Malek Omar, étudiant de 20 ans à l'Université des sciences et de technologie Houari Boumediene (USTHB) de Bab Ezzouar, à la banlieue est d'Alger, s'était rendu aux services de sécurité.
Il a reconnu devant le tribunal criminel son appartenance effective à ce groupe d'islamistes armés qui planifiait des attentats à l'explosif ciblant des points sensibles à Alger et que son rôle consistait à fournir à ce groupe des informations pour lui permettre de perpétrer ces attentats, tout en niant avoir des liens avec les auteurs de l'attentat ayant visé le palais du gouvernement.

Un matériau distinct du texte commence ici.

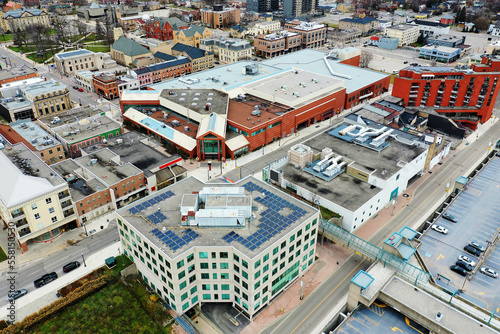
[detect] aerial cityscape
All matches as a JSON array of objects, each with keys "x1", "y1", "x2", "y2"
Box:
[{"x1": 0, "y1": 0, "x2": 500, "y2": 334}]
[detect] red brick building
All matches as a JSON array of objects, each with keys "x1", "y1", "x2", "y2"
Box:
[
  {"x1": 285, "y1": 20, "x2": 327, "y2": 49},
  {"x1": 92, "y1": 73, "x2": 120, "y2": 100},
  {"x1": 253, "y1": 30, "x2": 302, "y2": 58},
  {"x1": 142, "y1": 17, "x2": 189, "y2": 41},
  {"x1": 392, "y1": 55, "x2": 500, "y2": 130}
]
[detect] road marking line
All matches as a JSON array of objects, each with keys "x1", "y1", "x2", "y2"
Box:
[{"x1": 290, "y1": 260, "x2": 365, "y2": 334}]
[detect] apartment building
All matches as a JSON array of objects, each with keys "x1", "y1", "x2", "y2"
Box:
[
  {"x1": 254, "y1": 30, "x2": 302, "y2": 58},
  {"x1": 201, "y1": 5, "x2": 241, "y2": 29},
  {"x1": 54, "y1": 49, "x2": 117, "y2": 74},
  {"x1": 0, "y1": 138, "x2": 79, "y2": 252},
  {"x1": 392, "y1": 55, "x2": 500, "y2": 129},
  {"x1": 116, "y1": 177, "x2": 319, "y2": 320},
  {"x1": 200, "y1": 38, "x2": 252, "y2": 64},
  {"x1": 21, "y1": 79, "x2": 73, "y2": 117},
  {"x1": 385, "y1": 24, "x2": 420, "y2": 47},
  {"x1": 0, "y1": 8, "x2": 50, "y2": 32},
  {"x1": 285, "y1": 20, "x2": 327, "y2": 49}
]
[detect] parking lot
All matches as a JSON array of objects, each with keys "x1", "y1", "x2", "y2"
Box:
[{"x1": 419, "y1": 158, "x2": 500, "y2": 311}]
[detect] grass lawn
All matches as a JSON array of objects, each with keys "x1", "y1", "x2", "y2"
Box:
[
  {"x1": 31, "y1": 281, "x2": 170, "y2": 334},
  {"x1": 0, "y1": 247, "x2": 7, "y2": 262},
  {"x1": 85, "y1": 45, "x2": 110, "y2": 52}
]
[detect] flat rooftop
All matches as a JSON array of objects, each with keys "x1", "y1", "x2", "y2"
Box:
[
  {"x1": 303, "y1": 119, "x2": 425, "y2": 180},
  {"x1": 76, "y1": 149, "x2": 142, "y2": 186},
  {"x1": 38, "y1": 107, "x2": 104, "y2": 127},
  {"x1": 243, "y1": 70, "x2": 344, "y2": 108},
  {"x1": 117, "y1": 176, "x2": 317, "y2": 258},
  {"x1": 52, "y1": 113, "x2": 122, "y2": 145},
  {"x1": 0, "y1": 137, "x2": 66, "y2": 186},
  {"x1": 84, "y1": 131, "x2": 180, "y2": 177},
  {"x1": 0, "y1": 66, "x2": 37, "y2": 81},
  {"x1": 52, "y1": 159, "x2": 108, "y2": 201},
  {"x1": 227, "y1": 94, "x2": 293, "y2": 129},
  {"x1": 10, "y1": 120, "x2": 61, "y2": 151},
  {"x1": 160, "y1": 88, "x2": 229, "y2": 115},
  {"x1": 381, "y1": 276, "x2": 497, "y2": 334},
  {"x1": 259, "y1": 49, "x2": 389, "y2": 93},
  {"x1": 282, "y1": 162, "x2": 382, "y2": 211},
  {"x1": 150, "y1": 61, "x2": 283, "y2": 92}
]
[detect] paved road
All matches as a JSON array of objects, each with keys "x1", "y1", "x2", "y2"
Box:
[
  {"x1": 0, "y1": 221, "x2": 120, "y2": 308},
  {"x1": 254, "y1": 118, "x2": 500, "y2": 333}
]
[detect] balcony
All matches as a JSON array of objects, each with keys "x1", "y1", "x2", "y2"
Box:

Malek Omar a avoué avoir rejoint le groupe d'islamistes armés en question en mai 2007. Il a révélé que certains islamistes armés qu'il a eu à fréquenter ont proposé de cibler les sièges de l'Assemblée populaire nationale (APN, chambre basse du parlement algérien) et de l'Amirauté ainsi que certains ministres du gouvernement et des barrages des services de sécurité à Baraki et à Ain Naadja.
Le parquet général a requis une peine de 15 ans de prison ferme à l'encontre de Malek Omar, alors que la défense a plaidé l'innocence de son client qui "n'a perpétré aucun acte terroriste".